Events like this create increased workload on external and internal customer service teams, people who would normally be engineering can pitch in there. Internally especially hearing from senior dev/ops people helps people.
Shit-post memes about how there's nothing you can do because the cloud is down.
If the outage is on AWS, make up plans for how you should move the infrastructure off AWS onto GCP because AWS has so many outages. If the outage is on GCP, make up plans for how you should move the infrastructure off GCP onto AWS because GCP has so many outages.
Make up plans about how you can scale to multi-cloud muti-region deployments to mitigate against the next cloud outage. Once you finish doing the math realize that you're actually making things more brittle and thus causing more outages and that nobody wants to pay to avoid the hour or three of downtime per year. Realize that the developer who pushed the bad ALTER TABLE statement into production three weeks ago caused a bigger outage than the cloud ever will and begin to question your life choices.
Play some games with the team where you try to guess what sites/services are impacted.
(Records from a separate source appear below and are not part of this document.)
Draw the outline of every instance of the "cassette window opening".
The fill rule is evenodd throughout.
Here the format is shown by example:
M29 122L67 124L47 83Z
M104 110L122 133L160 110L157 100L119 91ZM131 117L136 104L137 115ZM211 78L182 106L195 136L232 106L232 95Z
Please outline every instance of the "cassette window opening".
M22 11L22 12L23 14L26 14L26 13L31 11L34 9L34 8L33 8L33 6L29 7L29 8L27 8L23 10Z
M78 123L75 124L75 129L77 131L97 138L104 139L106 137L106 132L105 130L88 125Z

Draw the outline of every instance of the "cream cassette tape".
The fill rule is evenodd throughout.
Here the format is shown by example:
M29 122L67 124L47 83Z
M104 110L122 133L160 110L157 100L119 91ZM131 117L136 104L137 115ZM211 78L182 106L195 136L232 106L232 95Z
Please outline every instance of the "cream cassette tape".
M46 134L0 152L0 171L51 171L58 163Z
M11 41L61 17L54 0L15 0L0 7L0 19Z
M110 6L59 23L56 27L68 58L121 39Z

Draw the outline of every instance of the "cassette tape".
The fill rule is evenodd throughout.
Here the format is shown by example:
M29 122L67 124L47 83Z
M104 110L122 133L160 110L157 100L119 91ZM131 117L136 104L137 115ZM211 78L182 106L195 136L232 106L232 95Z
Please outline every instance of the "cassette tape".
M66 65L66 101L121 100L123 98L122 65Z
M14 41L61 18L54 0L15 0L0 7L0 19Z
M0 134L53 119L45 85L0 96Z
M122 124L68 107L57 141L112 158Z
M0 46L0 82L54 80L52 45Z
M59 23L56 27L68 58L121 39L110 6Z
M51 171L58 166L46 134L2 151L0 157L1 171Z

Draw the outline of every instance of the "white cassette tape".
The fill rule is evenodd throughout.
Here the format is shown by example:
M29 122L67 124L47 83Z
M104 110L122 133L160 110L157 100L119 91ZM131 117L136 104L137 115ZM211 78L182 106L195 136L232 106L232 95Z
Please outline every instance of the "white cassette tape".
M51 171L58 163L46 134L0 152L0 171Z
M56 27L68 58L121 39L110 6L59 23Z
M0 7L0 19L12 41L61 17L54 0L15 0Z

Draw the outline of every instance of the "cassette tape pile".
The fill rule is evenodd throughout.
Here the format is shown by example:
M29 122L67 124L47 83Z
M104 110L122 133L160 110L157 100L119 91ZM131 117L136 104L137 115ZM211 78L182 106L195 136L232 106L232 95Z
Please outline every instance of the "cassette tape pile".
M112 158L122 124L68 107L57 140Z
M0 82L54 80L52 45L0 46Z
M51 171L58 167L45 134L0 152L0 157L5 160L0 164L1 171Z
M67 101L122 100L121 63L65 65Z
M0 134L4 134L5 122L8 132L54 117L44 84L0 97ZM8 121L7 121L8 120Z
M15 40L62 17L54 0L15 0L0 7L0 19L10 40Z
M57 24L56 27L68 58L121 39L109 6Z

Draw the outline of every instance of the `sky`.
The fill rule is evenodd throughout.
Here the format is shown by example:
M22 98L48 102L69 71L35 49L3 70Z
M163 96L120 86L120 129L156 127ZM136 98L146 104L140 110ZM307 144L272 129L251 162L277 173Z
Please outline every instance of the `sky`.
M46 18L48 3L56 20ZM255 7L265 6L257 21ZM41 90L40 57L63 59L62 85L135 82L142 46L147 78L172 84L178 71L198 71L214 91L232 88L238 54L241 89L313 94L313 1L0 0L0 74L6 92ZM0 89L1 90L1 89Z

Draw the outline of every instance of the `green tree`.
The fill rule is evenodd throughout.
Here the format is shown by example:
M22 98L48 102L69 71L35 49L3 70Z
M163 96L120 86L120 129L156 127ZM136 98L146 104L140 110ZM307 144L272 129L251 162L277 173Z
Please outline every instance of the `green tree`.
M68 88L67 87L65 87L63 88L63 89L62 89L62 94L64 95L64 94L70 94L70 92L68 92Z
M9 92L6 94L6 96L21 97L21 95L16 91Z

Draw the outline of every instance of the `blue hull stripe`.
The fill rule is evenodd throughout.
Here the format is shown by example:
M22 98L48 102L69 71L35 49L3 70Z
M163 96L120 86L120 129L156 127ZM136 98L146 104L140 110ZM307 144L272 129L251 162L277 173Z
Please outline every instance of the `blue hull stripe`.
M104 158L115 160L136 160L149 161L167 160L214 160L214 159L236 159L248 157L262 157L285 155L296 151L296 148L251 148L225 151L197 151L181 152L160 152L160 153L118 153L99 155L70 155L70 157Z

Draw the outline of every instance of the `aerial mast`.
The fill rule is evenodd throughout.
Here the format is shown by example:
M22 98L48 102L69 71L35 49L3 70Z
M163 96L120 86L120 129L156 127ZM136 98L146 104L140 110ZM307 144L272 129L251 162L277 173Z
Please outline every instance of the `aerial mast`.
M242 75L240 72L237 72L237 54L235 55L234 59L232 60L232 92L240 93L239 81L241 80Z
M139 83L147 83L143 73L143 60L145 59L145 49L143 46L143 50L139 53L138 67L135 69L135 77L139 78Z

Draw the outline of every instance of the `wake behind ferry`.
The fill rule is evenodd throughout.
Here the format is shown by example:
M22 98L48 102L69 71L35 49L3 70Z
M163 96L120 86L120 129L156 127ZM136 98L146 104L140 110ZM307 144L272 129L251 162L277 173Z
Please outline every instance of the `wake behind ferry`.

Loser has to stay late to close all the tickets generated when cloud comes back up.
Shit-post more memes.
We can be just as affected by an AWS infrastructure outage as anyone. However, we also have the possibility of seeing some of the things that are going on internally to fix the problems. So, we can at least feel better about not being able to do our work for the day.
I can tell you this — being multi-region is a lot harder to get right than anyone gives it credit for. Even just plain multi-AZ is harder than most people give it credit for. There’s a lot of stuff going on under the hood. And there’s all sorts of unintentional dependencies between systems that you didn’t realize until things broke just the right way.
Trying to do multi-cloud? I wouldn’t wish that on my worst enemy.
The way cloud-scale works, there’s always something weird going on somewhere. Always.
A well-architected system will try to be rugged and resilient to those failures, but there’s always going to be a limit to the kinds of failure modes you can predict and prepare for.
We saw that when I was the Sr. Internet Mail Administrator at AOL from 95-97, we see this today in our group at AWS, and my friends at Google have reported the same.